After lunch at an outdoor event that reminded me of the county fair, we went to see the Christ the Redeemer statue. The road leading up to the top are wicked! You wind and weave back and forth like crazy! The statue was cool to see up close once, but I think it's one of those places that is actually probably better from far away. It's still fairly high above you when you are actually there, and so it is hard to see well, and you can't get far enough away from it to really be able to enjoy its grandeur. We had fun trying to get some group pictures, along with Jesus, but I think we were successful.

As a side note, if there are any students reading this blog, I would just encourage you to take as many travel seminars as possible. Besides the benefits of experiencing a new culture, you also get to interact with your professors outside of the classroom. It's really very interesting to see a different side of them. It's definitely an added bonus to these trips!

After seeing the Christ statue, we briefly joined a procession for a Catholic church celebrating their anniversary (I think). The horrible part of that, however, were the hundreds of helium balloons that they released. (I popped mine and threw it out.) I was always taught the if helium balloons make it to the ocean, animals will swallow them and die. If that's true, then I'm sure that church just killed a bunch, b/c we are quite close to the ocean! Anyways, not all of our group walked with the procession, but a few of us did for a couple blocks b/f heading back to the hostel.

We then attended the 7:00 service at the Presbyterian Cathedral of Rio. We were taken up to the balcony by a native Ohioan who was to act as our interpreter for the service. When the pastors walked out, we were surprised to see that Chris and Claudio were among them! The church did not know that we were coming, but when Chris and Claudio went to talk to him when we arrived, I guess he asked them to participate.

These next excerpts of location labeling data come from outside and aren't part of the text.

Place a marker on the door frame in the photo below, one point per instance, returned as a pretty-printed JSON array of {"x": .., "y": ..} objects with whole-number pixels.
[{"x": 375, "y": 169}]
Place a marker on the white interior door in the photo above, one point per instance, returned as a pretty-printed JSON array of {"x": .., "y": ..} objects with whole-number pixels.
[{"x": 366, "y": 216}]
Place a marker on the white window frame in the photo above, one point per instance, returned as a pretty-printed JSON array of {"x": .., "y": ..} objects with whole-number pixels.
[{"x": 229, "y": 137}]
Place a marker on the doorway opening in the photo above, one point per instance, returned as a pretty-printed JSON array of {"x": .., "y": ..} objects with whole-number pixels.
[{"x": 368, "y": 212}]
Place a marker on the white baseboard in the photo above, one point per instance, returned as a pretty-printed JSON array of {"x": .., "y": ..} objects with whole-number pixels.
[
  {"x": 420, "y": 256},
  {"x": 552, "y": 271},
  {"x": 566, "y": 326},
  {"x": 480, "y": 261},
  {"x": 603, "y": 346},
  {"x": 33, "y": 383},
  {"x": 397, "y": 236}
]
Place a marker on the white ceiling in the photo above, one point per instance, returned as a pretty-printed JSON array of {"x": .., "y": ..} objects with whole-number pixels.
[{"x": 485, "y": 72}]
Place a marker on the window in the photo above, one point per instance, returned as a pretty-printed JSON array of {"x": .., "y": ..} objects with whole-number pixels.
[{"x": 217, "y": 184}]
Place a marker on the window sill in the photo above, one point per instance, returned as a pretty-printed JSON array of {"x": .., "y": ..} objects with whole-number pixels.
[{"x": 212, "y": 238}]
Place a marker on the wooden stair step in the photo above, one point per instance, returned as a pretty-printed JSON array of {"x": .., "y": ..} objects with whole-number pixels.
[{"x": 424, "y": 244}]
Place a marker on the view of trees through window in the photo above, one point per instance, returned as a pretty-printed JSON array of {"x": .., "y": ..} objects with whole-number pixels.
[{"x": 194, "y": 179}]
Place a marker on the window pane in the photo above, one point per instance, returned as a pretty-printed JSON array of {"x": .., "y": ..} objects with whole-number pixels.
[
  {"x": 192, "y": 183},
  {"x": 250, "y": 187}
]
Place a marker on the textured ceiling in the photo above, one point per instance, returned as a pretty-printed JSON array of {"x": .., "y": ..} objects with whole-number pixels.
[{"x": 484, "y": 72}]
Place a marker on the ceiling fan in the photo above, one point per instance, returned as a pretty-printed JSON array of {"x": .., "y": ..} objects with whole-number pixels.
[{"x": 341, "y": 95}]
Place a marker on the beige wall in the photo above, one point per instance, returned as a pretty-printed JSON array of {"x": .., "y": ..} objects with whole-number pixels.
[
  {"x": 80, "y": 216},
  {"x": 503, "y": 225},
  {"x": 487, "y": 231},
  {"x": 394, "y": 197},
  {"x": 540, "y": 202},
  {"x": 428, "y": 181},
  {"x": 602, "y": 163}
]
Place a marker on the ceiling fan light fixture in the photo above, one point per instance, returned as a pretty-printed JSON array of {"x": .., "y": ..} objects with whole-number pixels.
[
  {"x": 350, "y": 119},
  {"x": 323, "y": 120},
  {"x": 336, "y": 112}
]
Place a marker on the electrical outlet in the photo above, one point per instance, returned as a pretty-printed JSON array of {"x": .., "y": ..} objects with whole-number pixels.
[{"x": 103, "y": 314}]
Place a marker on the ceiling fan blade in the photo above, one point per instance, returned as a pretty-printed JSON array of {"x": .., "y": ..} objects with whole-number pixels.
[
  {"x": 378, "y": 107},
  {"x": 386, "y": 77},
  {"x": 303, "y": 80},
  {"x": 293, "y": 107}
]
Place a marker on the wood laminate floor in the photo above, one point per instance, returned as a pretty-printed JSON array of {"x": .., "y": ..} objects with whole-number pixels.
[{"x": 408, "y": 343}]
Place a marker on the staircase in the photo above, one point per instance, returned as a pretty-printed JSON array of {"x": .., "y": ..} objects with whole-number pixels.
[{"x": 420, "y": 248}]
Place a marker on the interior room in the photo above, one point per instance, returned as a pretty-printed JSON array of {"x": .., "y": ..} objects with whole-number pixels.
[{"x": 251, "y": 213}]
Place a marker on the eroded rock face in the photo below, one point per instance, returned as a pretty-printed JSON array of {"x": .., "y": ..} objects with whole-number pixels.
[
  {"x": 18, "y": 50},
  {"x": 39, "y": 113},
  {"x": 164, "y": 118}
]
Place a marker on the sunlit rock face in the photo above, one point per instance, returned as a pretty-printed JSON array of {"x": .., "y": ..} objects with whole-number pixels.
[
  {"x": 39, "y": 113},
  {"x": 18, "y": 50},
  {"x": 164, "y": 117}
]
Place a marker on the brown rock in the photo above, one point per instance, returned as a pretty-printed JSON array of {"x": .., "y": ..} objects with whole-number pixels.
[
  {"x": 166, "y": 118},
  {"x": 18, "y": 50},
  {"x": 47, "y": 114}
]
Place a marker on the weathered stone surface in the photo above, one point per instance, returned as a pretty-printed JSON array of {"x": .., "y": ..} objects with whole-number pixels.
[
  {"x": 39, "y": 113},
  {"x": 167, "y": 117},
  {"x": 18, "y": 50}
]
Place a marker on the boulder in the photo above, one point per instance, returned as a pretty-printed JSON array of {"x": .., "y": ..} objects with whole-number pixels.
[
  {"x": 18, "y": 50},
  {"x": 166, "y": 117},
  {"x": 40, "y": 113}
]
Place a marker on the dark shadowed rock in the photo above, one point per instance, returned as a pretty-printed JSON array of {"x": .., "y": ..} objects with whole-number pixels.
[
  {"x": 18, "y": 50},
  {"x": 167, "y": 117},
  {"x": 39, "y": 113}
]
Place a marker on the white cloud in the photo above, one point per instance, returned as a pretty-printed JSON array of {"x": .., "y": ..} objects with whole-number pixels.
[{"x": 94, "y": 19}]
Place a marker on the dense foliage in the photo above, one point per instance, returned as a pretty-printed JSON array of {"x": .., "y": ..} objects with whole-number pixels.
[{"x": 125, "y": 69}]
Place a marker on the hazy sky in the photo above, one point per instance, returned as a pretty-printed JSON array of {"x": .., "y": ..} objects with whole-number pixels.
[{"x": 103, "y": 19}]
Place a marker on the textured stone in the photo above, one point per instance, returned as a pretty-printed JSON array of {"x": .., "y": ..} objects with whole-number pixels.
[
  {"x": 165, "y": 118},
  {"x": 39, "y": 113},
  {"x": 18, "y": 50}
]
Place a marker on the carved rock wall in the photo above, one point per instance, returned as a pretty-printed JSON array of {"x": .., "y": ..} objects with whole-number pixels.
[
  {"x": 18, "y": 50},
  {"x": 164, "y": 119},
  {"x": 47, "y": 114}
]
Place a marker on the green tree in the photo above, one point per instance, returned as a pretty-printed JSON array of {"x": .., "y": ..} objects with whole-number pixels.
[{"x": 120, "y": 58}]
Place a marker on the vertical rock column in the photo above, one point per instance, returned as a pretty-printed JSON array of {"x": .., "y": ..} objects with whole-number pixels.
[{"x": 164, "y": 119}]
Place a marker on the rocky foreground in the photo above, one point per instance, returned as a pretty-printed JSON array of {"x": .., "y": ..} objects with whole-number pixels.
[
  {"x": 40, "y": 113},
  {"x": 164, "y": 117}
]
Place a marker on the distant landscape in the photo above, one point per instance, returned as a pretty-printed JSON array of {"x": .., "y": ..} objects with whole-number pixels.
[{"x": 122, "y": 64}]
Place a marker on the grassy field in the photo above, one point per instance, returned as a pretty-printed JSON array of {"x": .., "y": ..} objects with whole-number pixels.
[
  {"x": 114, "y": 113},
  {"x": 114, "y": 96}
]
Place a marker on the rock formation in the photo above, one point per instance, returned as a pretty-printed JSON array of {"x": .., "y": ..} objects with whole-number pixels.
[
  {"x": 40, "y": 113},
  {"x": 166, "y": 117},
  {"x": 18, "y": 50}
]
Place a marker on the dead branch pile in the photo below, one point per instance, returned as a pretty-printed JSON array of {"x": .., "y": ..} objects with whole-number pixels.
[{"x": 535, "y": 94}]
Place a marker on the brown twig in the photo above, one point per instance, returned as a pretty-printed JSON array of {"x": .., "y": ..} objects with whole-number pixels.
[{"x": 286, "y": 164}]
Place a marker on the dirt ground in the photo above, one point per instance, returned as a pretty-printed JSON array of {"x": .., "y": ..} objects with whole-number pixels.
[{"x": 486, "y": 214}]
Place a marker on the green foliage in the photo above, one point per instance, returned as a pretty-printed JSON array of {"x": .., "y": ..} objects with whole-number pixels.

They also welcomed us in the service and had Claudio introduce the purpose of the trip.

I was hoping that since it was a Presbyterian service, I would recognize some of the hymns, but alas, no, it was a contemporary service. Our interpreter called it a mission service. The service was long, 2 hours long! The music wasn't too bad, even though I am not a huge fan of contemporary worship music. The church was obviously conservative, with very masculine language, which I did pretty much expect everywhere.

One thing that bothered me about both of the actual church services the complete lack of anything from the Hebrew Bible. I know, I know, that could be said about a lot of churches in the US, or anywhere, but it always bothers me. the Igreja Universal also used a lot of Jewish symbols, like mezuzahs and kippahs, yet no OT. What is with that?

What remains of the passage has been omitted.